Lions, in the group of wild big cat family in East Africa, have a bigger risk of extinction as a result of climate change, which favours the proliferation of some parasitic diseases.
The alarming message on the possible contribution to the lions’ extinction is in a report by a team of US and African of researchers who investigated the cause of the 1994 and 2001 massive death of lions in Tanzania.
Even though lions in Rwanda’s Akagera National Park are not among those in jeopardy, it still remains an issue for further investigation.
“As a scientist, I have to first investigate,” said Tony Mudakikwa, a veterinary officer in the Rwanda Office of Tourism and National Parks (ORTPN).

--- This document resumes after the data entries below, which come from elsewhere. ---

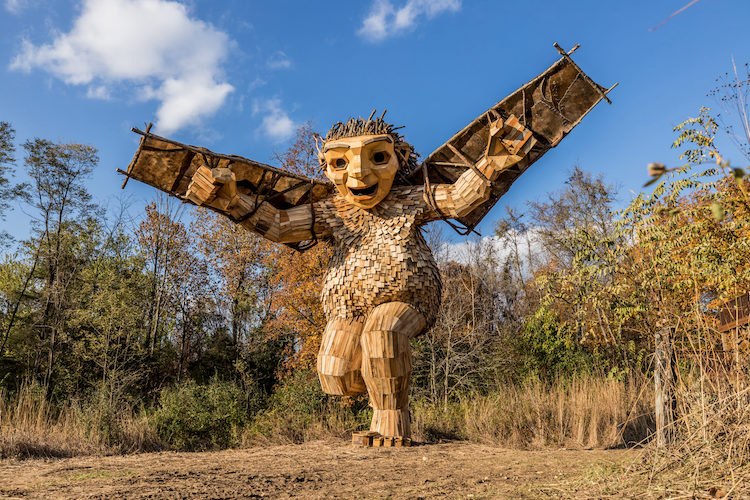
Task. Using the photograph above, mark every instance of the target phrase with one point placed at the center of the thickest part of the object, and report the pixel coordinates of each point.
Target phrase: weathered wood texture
(664, 386)
(383, 286)
(734, 313)
(550, 105)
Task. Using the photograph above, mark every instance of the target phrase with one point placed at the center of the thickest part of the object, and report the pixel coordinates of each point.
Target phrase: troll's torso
(380, 256)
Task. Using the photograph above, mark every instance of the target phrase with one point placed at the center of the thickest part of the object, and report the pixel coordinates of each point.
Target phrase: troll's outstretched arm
(217, 188)
(508, 144)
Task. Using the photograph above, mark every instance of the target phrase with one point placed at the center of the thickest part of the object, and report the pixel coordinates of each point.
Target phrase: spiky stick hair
(359, 126)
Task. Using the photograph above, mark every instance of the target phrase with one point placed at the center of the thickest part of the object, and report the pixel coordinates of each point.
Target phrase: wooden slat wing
(170, 166)
(550, 105)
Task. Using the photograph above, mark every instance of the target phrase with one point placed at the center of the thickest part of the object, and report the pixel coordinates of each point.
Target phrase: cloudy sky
(238, 76)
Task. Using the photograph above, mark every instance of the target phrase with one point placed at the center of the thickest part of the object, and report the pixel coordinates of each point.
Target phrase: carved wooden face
(362, 168)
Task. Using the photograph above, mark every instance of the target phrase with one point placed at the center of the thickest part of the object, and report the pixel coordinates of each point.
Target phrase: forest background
(178, 330)
(186, 332)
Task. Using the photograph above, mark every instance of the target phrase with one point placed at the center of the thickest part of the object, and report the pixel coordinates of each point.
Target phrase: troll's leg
(340, 358)
(386, 365)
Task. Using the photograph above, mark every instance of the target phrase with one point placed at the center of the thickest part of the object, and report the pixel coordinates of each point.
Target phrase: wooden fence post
(664, 386)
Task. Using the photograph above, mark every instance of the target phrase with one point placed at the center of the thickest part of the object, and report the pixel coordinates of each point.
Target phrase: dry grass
(710, 453)
(31, 427)
(579, 413)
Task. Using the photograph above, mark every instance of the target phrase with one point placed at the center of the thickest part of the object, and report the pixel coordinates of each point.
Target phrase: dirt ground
(322, 470)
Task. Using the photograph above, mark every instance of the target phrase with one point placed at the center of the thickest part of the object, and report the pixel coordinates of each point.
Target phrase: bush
(199, 417)
(299, 411)
(550, 349)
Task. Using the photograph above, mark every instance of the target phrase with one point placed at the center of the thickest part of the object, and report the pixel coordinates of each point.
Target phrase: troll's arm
(509, 142)
(217, 188)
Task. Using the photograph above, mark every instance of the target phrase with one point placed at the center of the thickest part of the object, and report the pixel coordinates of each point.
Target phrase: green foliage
(200, 417)
(550, 347)
(298, 407)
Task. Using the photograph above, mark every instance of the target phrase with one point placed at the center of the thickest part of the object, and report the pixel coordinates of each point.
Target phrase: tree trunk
(664, 386)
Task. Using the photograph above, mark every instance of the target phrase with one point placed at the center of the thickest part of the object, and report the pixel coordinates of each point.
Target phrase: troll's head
(362, 157)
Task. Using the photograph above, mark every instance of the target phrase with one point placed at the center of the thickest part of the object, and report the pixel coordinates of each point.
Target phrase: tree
(63, 205)
(8, 191)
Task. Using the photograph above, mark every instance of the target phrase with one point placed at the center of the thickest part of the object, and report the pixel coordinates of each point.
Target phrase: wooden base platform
(371, 439)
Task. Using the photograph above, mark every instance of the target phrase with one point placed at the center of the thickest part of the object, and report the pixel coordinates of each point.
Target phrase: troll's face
(361, 167)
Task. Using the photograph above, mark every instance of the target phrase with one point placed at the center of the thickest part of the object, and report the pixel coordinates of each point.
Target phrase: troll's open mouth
(364, 191)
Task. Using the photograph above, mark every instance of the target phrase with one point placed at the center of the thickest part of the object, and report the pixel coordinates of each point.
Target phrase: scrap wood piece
(550, 105)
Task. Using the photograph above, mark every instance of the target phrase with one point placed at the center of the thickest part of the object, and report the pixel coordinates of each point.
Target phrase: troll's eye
(380, 157)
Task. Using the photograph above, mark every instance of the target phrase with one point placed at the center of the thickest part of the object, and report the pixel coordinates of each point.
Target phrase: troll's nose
(355, 168)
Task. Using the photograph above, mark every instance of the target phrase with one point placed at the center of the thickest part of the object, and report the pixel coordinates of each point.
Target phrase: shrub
(199, 417)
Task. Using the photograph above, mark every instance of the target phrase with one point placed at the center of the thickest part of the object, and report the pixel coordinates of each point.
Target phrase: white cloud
(153, 45)
(276, 123)
(16, 6)
(279, 60)
(99, 92)
(385, 20)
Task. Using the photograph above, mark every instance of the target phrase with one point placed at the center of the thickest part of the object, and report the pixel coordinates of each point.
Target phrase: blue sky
(238, 76)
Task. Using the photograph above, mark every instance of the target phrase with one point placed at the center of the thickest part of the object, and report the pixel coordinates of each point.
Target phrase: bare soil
(323, 470)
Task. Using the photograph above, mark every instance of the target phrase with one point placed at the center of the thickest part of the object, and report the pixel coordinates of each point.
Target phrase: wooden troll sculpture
(383, 286)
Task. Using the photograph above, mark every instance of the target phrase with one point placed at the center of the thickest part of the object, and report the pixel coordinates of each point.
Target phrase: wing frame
(169, 166)
(540, 105)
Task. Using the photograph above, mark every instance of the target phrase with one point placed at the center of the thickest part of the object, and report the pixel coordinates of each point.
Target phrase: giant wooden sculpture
(383, 287)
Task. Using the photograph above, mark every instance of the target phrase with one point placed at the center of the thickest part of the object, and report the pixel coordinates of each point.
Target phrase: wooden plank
(734, 313)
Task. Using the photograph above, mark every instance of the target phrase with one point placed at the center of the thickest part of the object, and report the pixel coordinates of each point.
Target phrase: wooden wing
(550, 105)
(179, 169)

However, Mudakikwa pointed out that despite climate changes like severe drought that periodically hit the area, no lion deaths has occurred in the park for the last two decades.
Analysing 30 years of data on lion populations and comparing it with precipitation records, the team established that climate changes favour the outbreak of various diseases, among which is the tick-borne disease, babesia.
The 1994 and 2001 outbreaks killed about a third of the lions in the Serengeti National Park, and about 40 percent in the Ngorongoro Crater.
They pointed out that convergence of several infectious agents are caused by environmental conditions that favour the parasites’ transmission and propagation.
The team of scientists further warned that similar interplay is likely to be occurring elsewhere and may worsen with similar climate change.
“With global warming, there is considerable concern that ecological patterns of disease will be altered, as has occurred with the recent high mortality epidemics in amphibians and corals,” they write in the open-access journal PLUS ONE.
They further noted that lions which feast on disease-weakened prey get infected. Their data illustrate how climate change extremes can promote a complex interplay between epidemics in isolation and co-infection results in catastrophic mortality.